Na segunda rodada de pesquisa os estudantes responderam também sobre suas condições práticas para as aulas (conexão de Internet, ambiente e equipamentos adequados etc.) e sua satisfação geral com as atividades (qualidade das aulas e conteúdo). Os resultados gerais podem ser consultados no Gráfico Interativo 3 (acima). Em ambas as dimensões, é possível observar que mais de 60% dos respondentes afirmam possuir condições e índices de satisfação entre 8 e 10. Em linhas gerais, isso permite afirmar que os estudantes da FURB possuem boas condições práticas (média de 7,21) e que avaliam positivamente as aulas em regime remoto (média de 6,85).
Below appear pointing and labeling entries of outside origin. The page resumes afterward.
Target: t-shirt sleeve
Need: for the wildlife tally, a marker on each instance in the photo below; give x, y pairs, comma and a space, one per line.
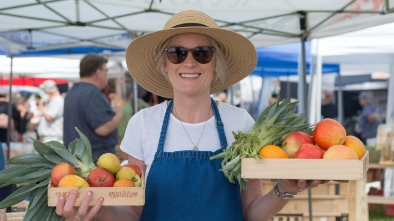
132, 141
97, 111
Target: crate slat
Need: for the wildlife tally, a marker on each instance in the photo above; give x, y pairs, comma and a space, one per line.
309, 169
113, 196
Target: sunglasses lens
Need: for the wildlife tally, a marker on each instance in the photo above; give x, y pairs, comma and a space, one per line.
202, 54
176, 54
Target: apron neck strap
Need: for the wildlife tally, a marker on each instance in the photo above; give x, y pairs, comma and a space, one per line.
219, 127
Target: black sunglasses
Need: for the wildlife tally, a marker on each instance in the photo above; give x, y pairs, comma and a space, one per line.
178, 54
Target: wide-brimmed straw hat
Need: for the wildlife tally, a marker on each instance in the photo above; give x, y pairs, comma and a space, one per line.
140, 55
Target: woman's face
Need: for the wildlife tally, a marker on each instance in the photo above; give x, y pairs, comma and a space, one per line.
190, 77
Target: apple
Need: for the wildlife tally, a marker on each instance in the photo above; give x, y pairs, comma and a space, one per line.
136, 168
100, 177
61, 170
125, 173
309, 151
295, 140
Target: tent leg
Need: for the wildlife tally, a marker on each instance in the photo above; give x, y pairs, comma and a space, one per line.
302, 95
9, 112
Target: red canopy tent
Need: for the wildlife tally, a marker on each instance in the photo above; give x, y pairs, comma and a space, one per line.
29, 81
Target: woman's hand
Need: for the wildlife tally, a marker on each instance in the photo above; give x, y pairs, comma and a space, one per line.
295, 186
66, 208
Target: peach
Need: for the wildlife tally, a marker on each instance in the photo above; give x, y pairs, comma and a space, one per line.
135, 167
125, 173
294, 140
100, 177
109, 161
328, 132
340, 152
73, 181
123, 183
356, 144
61, 170
309, 151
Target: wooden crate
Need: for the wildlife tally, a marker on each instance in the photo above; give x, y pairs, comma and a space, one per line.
18, 212
113, 196
309, 169
385, 143
331, 201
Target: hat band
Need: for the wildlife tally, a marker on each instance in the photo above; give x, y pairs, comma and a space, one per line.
188, 25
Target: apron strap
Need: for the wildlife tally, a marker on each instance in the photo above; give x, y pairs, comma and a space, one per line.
219, 125
160, 146
163, 133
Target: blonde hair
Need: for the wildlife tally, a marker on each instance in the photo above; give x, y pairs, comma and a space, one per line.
221, 68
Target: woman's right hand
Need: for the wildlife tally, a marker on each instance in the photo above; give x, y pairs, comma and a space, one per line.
65, 207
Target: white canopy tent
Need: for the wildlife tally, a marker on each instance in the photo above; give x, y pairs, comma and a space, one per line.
114, 23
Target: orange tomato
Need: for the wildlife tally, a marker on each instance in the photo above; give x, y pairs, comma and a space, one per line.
272, 151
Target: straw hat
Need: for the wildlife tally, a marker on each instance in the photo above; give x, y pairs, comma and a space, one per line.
239, 52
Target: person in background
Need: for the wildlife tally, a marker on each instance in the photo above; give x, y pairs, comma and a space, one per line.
370, 117
4, 118
23, 107
172, 142
328, 107
50, 126
87, 109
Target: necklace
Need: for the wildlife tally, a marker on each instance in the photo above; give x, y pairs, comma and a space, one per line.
195, 146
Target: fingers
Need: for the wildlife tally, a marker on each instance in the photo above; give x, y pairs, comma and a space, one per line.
96, 208
65, 207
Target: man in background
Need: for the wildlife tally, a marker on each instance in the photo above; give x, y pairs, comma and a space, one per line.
370, 117
4, 118
87, 109
50, 126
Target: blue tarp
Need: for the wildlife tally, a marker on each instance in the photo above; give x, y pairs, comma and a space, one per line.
282, 60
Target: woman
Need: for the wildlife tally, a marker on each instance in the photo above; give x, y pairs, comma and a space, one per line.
172, 142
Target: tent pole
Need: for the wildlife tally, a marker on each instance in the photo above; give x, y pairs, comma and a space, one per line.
302, 95
340, 99
390, 97
9, 111
135, 96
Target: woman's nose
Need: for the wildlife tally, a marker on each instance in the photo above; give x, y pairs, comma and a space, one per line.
189, 59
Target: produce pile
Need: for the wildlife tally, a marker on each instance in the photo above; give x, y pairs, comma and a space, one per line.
62, 167
280, 133
275, 122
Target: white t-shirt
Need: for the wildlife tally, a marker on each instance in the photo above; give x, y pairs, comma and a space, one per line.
143, 132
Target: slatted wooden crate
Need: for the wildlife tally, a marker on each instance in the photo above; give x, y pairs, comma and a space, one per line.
333, 201
309, 169
113, 196
17, 213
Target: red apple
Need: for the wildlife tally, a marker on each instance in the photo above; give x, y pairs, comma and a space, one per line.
61, 170
295, 140
100, 177
309, 151
136, 168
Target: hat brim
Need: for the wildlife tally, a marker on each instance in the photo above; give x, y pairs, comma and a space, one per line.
240, 54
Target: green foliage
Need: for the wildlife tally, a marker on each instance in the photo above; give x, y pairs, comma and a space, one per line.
273, 124
33, 171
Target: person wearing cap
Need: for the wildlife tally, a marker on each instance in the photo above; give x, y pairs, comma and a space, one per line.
50, 126
87, 109
370, 117
173, 141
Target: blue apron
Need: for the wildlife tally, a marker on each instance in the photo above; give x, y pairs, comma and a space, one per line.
187, 185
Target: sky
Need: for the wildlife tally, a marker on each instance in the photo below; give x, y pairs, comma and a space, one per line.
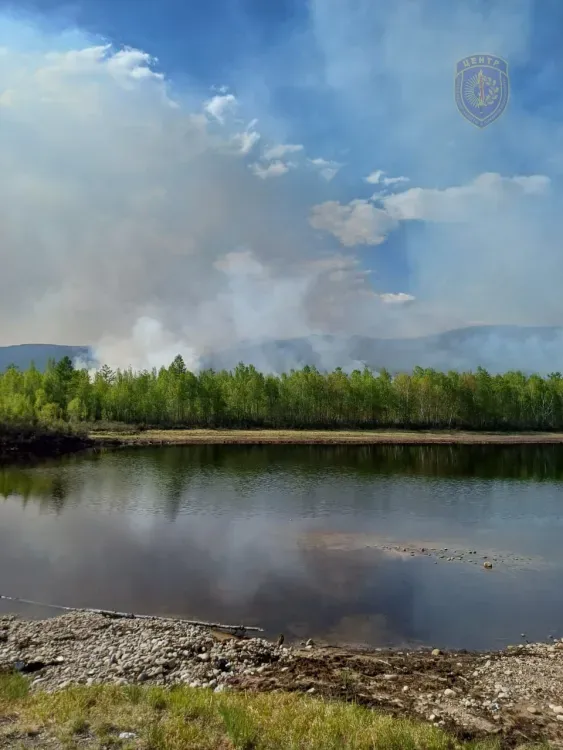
177, 177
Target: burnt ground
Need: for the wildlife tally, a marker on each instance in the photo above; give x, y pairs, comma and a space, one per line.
411, 683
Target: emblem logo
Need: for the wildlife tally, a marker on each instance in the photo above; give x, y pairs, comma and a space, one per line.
481, 88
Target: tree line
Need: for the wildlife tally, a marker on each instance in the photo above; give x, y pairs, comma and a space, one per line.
306, 398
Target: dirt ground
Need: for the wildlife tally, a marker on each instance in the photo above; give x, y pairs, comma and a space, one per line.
414, 683
323, 437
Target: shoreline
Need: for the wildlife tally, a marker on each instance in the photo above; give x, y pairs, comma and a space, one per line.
14, 448
513, 694
320, 437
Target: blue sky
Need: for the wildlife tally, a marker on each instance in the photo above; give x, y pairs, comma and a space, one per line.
284, 242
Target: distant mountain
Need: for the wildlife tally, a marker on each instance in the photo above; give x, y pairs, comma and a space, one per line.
23, 355
496, 348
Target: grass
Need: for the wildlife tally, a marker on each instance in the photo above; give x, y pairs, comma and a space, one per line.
181, 718
127, 434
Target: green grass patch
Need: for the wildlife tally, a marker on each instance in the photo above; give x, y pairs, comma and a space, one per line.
181, 718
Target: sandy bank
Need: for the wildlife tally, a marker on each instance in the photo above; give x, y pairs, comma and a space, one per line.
516, 693
322, 437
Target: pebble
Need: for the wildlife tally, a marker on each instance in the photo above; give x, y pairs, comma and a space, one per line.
87, 648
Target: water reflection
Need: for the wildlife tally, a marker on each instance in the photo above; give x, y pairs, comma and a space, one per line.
214, 532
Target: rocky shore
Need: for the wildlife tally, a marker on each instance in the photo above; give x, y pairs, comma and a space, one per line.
516, 693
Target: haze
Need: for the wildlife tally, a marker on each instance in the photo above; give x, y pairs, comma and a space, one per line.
326, 183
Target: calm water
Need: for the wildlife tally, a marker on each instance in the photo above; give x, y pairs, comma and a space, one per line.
238, 533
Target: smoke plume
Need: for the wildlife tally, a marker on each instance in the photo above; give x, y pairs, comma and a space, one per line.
147, 219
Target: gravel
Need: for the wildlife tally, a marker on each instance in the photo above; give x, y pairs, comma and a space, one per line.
85, 648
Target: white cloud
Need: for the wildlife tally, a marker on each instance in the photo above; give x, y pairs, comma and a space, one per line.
244, 142
378, 178
486, 193
218, 106
274, 169
353, 224
398, 298
326, 168
278, 152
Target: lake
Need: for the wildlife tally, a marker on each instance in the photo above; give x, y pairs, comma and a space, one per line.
297, 539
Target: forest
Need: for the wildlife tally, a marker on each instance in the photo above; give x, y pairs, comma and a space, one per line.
306, 398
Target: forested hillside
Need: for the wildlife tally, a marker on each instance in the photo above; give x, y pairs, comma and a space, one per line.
245, 397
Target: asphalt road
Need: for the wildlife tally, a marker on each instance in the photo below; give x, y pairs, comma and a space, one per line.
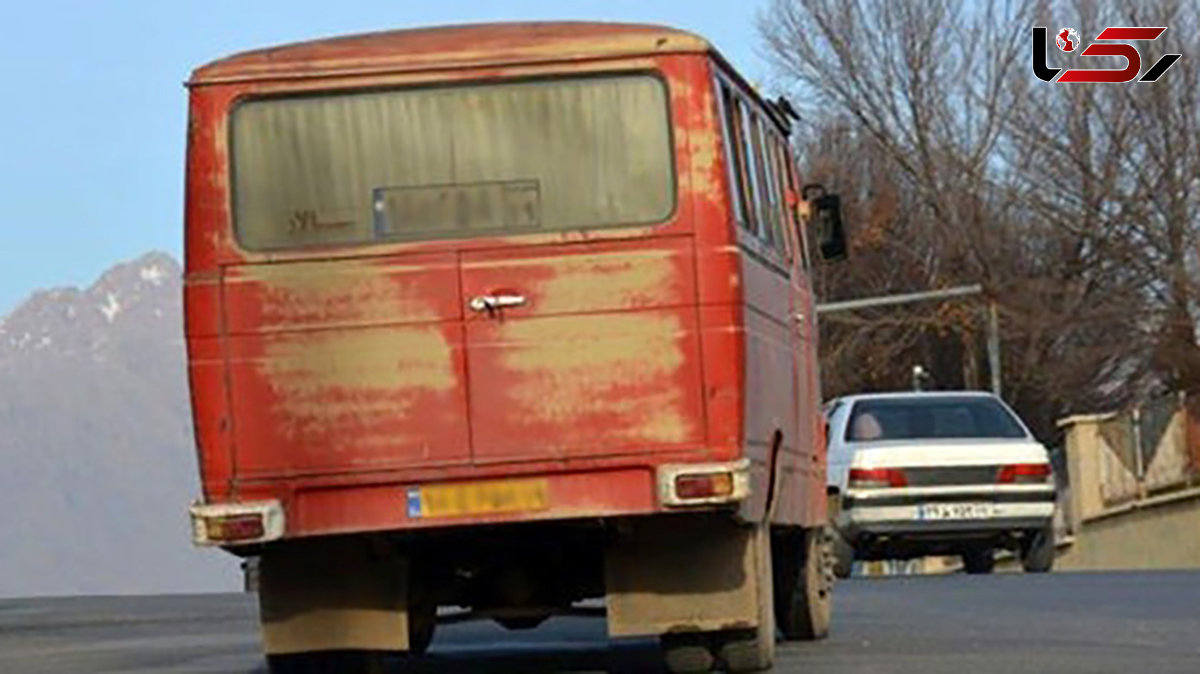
1086, 624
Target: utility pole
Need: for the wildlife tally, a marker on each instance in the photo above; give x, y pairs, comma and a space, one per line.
991, 318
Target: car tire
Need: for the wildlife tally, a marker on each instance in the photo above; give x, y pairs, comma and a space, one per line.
979, 561
843, 554
1038, 551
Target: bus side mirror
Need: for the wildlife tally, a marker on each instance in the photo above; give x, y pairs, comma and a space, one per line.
826, 212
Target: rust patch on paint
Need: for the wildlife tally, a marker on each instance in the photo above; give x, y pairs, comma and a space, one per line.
329, 380
335, 292
645, 278
623, 367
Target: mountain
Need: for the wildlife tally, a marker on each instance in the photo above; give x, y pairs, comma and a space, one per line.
97, 463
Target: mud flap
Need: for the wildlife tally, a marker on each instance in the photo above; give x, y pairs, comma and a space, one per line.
685, 573
331, 596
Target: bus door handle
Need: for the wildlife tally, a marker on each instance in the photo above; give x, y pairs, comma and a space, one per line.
491, 302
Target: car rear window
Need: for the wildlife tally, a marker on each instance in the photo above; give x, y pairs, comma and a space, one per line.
931, 417
450, 162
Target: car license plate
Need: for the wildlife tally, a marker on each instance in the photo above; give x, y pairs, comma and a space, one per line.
479, 498
955, 511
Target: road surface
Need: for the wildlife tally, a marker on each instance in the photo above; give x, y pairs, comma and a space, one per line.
1086, 624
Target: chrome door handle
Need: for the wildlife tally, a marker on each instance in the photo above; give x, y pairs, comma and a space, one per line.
492, 302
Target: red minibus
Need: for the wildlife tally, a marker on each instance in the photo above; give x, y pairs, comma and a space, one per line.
505, 318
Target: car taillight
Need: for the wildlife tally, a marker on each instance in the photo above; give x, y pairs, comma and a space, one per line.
877, 477
233, 528
1024, 474
705, 486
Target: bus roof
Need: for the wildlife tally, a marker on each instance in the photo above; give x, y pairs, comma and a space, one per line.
454, 46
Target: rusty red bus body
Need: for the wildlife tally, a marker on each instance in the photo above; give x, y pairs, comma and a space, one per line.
341, 380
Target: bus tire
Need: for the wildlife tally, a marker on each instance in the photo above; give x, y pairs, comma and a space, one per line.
979, 561
328, 662
754, 650
687, 653
804, 596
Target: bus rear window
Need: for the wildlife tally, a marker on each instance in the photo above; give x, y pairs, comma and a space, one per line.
451, 162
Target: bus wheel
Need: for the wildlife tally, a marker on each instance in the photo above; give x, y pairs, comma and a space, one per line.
687, 653
804, 596
754, 650
423, 619
328, 662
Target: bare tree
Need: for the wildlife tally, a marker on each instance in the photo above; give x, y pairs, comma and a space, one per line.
1074, 205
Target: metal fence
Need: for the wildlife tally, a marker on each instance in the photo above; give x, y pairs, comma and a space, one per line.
1150, 449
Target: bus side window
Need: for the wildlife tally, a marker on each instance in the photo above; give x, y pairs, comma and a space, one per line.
767, 199
775, 191
735, 157
792, 217
779, 179
754, 169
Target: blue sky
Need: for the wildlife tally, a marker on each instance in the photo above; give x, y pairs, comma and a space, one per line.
91, 127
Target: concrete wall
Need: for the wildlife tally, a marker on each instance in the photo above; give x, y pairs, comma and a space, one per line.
1116, 525
1162, 533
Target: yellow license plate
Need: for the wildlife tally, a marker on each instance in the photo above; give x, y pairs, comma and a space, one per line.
478, 498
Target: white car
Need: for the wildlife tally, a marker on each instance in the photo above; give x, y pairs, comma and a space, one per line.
937, 474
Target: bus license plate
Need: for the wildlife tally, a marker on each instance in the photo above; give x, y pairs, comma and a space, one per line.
478, 498
955, 511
No entanto, é necessário fazer algumas análises mais detalhadas. Afinal, nem todos os estudantes pensam e agem de maneira igual. Existem variações importantes quando consideramos a realidade dos diferentes Centros e Unidades e, ainda mais especificamente, as condições reais de cada curso. O Gráfico Interativo 4 (abaixo) permite perceber algumas especificidades e regularidades a respeito das duas dimensões aqui abordadas. Neste ponto, por exemplo, é importante ressaltar que os resultados para cursos com baixos números de respostas podem não corresponder ao quadro real da opinião de todos os estudantes.

Gráfico Interativo 4

(utilize a legenda para exibir ou ocultar os Centros e unidades)

No caso de cursos com maior número de respostas (como Direito, com 62 respostas) é possível assumir que as respostas sejam mais próximas das condições reais do conjunto dos alunos. De toda forma, o desafio institucional colocado para o momento atual é manter ou melhorar as condições observadas. Além disso, é necessário considerar as dificuldades relacionadas ao aumento do tempo decorrido desde o início do Distanciamento Social, à necessidade do cumprimento da carga-horária de atividades práticas em alguns componentes curriculares e à adesão ao calendário acadêmico. Todas estas questões implicam esforço e ajustes coletivos.


É claro que esses ajustes e dificuldades trazem questionamentos sobre a continuidade das aulas em regime remoto. Nesse sentido, por um lado, a solução do retorno das aulas presenciais em condições normais ainda está vedada legalmente; além disso, poderia ser prejudicada pelo medo generalizado do contágio. Por outro lado, em uma posição mais drástica, existiria a solução do cancelamento total do semestre – posição defendida por 19,34% dos estudantes na última pesquisa (Gráfico Interativo 5, abaixo). No entanto, a manutenção das aulas online, apesar de todas suas limitações, continua sendo apoiada por 70,3% dos respondentes.

Gráfico Interativo 5


Tudo indica que o pico da pandemia ainda não foi atingido. Por isso, a posição dos alunos é fundamental para sinalizar aos professores e à gestão superior quais os próximos passos a serem tomados. O ponto central é, portanto, combinar a segurança da comunidade universitária com a melhor qualidade e aproveitamento possíveis para as aulas teóricas. Apesar de algumas dificuldades e problemas pontuais, os dados das pesquisas indicam que o processo de adaptação da FURB foi suficientemente bem sucedido para garantir a continuidade desta solução excepcional até quando for seguro para todos.

Por fim, vale lembrar que a natureza do financiamento privado da FURB (mensalidades dos alunos) torna mais complexas as decisões sobre as atividades durante a pandemia e o retorno das atividades presenciais. Resumidamente, o dilema é: não é possível suspender completamente as aulas, mas também é não responsável retomá-las sem cuidados. No entanto, os dados indicam que a FURB tem boas condições para atravessar esta crise. Para isso, é muito importante que continuemos atentos aos efeitos das aulas remotas em nossa comunidade, realizando os ajustes necessários para resistir aos efeitos de média duração do isolamento e da digitalização da vida cotidiana.